I took the same red and black wool shawl given to me by that sweet lady in the freezing cold in America and wrapped up this tiny bundle of joy.  

We were given a wonderful incubator this year from AMALF (an adventist french organization) that came on a container.  Thank you AMALF!  (along with many other good things!) But, like a lot of things in Chad, they lack maintenance, and I am incapable to get the thing working again!  It worked for a week and was great during that time.  

So for now, it’s back to our old method of keeping babies warm.  Kangaroo style baby and mommy time.  Warm water bottles.  Warm hats and blankets.

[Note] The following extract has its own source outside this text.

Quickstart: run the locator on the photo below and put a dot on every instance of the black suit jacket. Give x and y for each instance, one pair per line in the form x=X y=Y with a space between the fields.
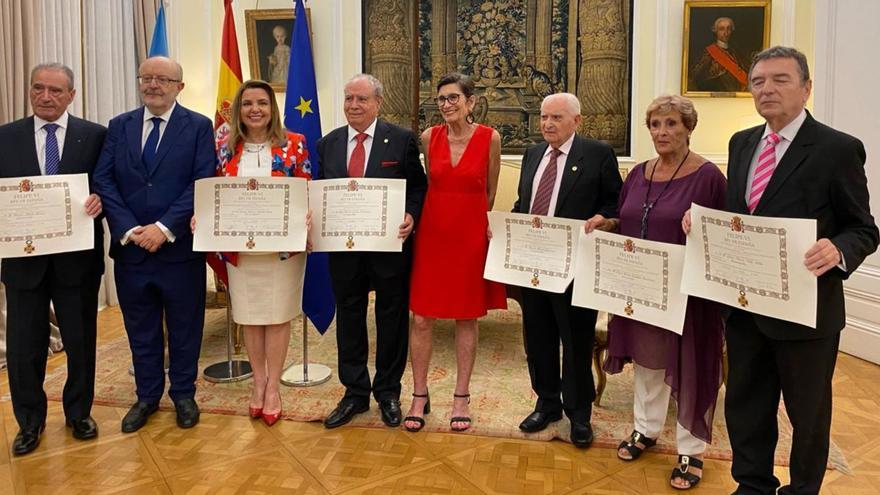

Our precious tiny baby girl was hospitalized for several weeks.  I kept her on prophylactic IV antibiotics given through the tiniest of veins.  

 We gave her mommy’s milk with a syringe in her mouth as she sucked on our finger.  

She eventually got strong enough to suck directly from her mommy.  

And everyday I would see her wrapped in that beautiful red and black wool blanket.  She was getting bigger and stronger.




Today I discharged her (actually it was last week that I wrote this blog).  She’s still so small and fragile, but was doing well enough with her mommy that we weren’t offering anything more by keeping her here.  

I will never forget that woman and her friend who were kind enough to let me use their phone on that cold night last year.  And then forced me to take their shawl too.  It was not just that it kept me warm.  It touched my heart too.

You don’t have to be a missionary across the world like us, you can help those in need in a crowded first world city too.  


Somehow though, it’s more fun to pay it forward here in Chad.